C’est la rentrée. Youpi. Il faut y retourner, encore, avec toujours les même rengaines, les mêmes discours et les mêmes débats. A quoi bon? Et bien parlons en du bon plutôt que du beau pour une fois. Ca veut dire quoi être bon? Le meilleur escroc vaut-il mieux que le pire jardinier? Il est bon, Sarkozy, dans son domaine d’expertise, qui n’est pas la littérature, non, non. On peut le dire maintenant. Ce n’est pas de la diffamation, c’est une décision de justice. Et à tous ceux qui discutent encore de son innocence en parlant de kabbale judiciaire, souvenons nous quand même qu’il a été condamné sur la base de preuves malgré une capacité défensive redoutable. 3 fois de suite. Sans sous-estimer ses facultés, probablement remarquables, notre bonhomme est il est bon? A quoi rime cette volonté d’être le meilleur si elle ne cache rien d’autre que de la peur, de la haine et/ou de la vanité. On entend régulièrement que la défiance envers les élites grandit, mais sur quels critères les a-t-on jugés bons? Ils se décernent régulièrement des palmes entre eux mais c’est plus facile de jouer quand on écrit les règles du jeu. Alors forcément quand on ne gagne pas (et qu’on a peu de chances d’y parvenir) on l’a mauvaise. Et on ne les trouve pas si bonnes les fameuses élites.
En français les différents sens du mot bon se confondent et sont pourtant très proches. En anglais le bon/bien se rapproche de la traduction droit/droite . Ben voila, Nico, il est de droite. Donc il a tout bon.

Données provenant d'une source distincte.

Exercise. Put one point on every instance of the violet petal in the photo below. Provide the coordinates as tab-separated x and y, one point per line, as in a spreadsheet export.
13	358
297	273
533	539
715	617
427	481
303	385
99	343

L’autre bon : le « good » anglais et le « gut » allemand est le sens qu’on utilise pour parler aussi de goût. Là je n’ai rien à dire sur aucun président. Mais nous n’avons pas toujours eu forcément bon goût de les élire. Nous n’avons pas vraiment été bon tout court. Parce qu’après tout, n’est ce pas là un idéal simple : être bon. Choisir la bonté. Les démagogues en tout genre parlent si souvent de bon sens. Reste à trouver une direction, la bonne de préférence. Le plus dur sera qu’elle convienne à tout le monde. Les goûts et les couleurs…
Pas facile d’être bon . Mais ça vaut le coût d’essayer de temps en temps. En tout cas d’en faire une réflexion sinon un objectif et un modèle.

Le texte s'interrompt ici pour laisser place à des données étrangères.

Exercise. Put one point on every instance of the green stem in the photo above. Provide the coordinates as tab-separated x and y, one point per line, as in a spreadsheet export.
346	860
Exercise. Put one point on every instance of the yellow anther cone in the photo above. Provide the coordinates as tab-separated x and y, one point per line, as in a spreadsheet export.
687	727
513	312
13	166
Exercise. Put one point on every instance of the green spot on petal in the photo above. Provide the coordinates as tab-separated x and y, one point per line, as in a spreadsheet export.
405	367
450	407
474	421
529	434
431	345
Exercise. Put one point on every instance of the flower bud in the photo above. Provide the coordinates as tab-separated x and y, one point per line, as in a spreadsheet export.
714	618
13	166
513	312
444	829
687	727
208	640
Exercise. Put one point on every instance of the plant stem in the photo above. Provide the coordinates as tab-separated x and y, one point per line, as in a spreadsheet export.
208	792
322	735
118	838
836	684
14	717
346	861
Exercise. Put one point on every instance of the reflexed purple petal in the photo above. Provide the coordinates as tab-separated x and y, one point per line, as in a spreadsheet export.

Attention je n’ai pas de recette du bon et de la bonté. J’aimerais qu’on dise de moi que je suis bon, que j’ai été bon, mais ce n’est pas à moi d’en décider. Ce qui a été vrai ne l’est peut-être plus aujourd’hui et le bon comme le beau peut varier selon les cultures. Nous sommes tous conditionnés par une éducation au bien et au mal. Si ça se trouve Nico ( rien de personnel, tu n’es pas l’unique crapule visée) dort paisiblement sur ses deux oreilles en pensant vraiment être un bonhomme. Se décentrer fait du bien, aux autres surtout. Bon à rien, tu es le meilleur.

Les temps sont durs mais qui sait ce que nous réserve l’avenir. Allez, pas besoin d’être les meilleurs, soyez bons.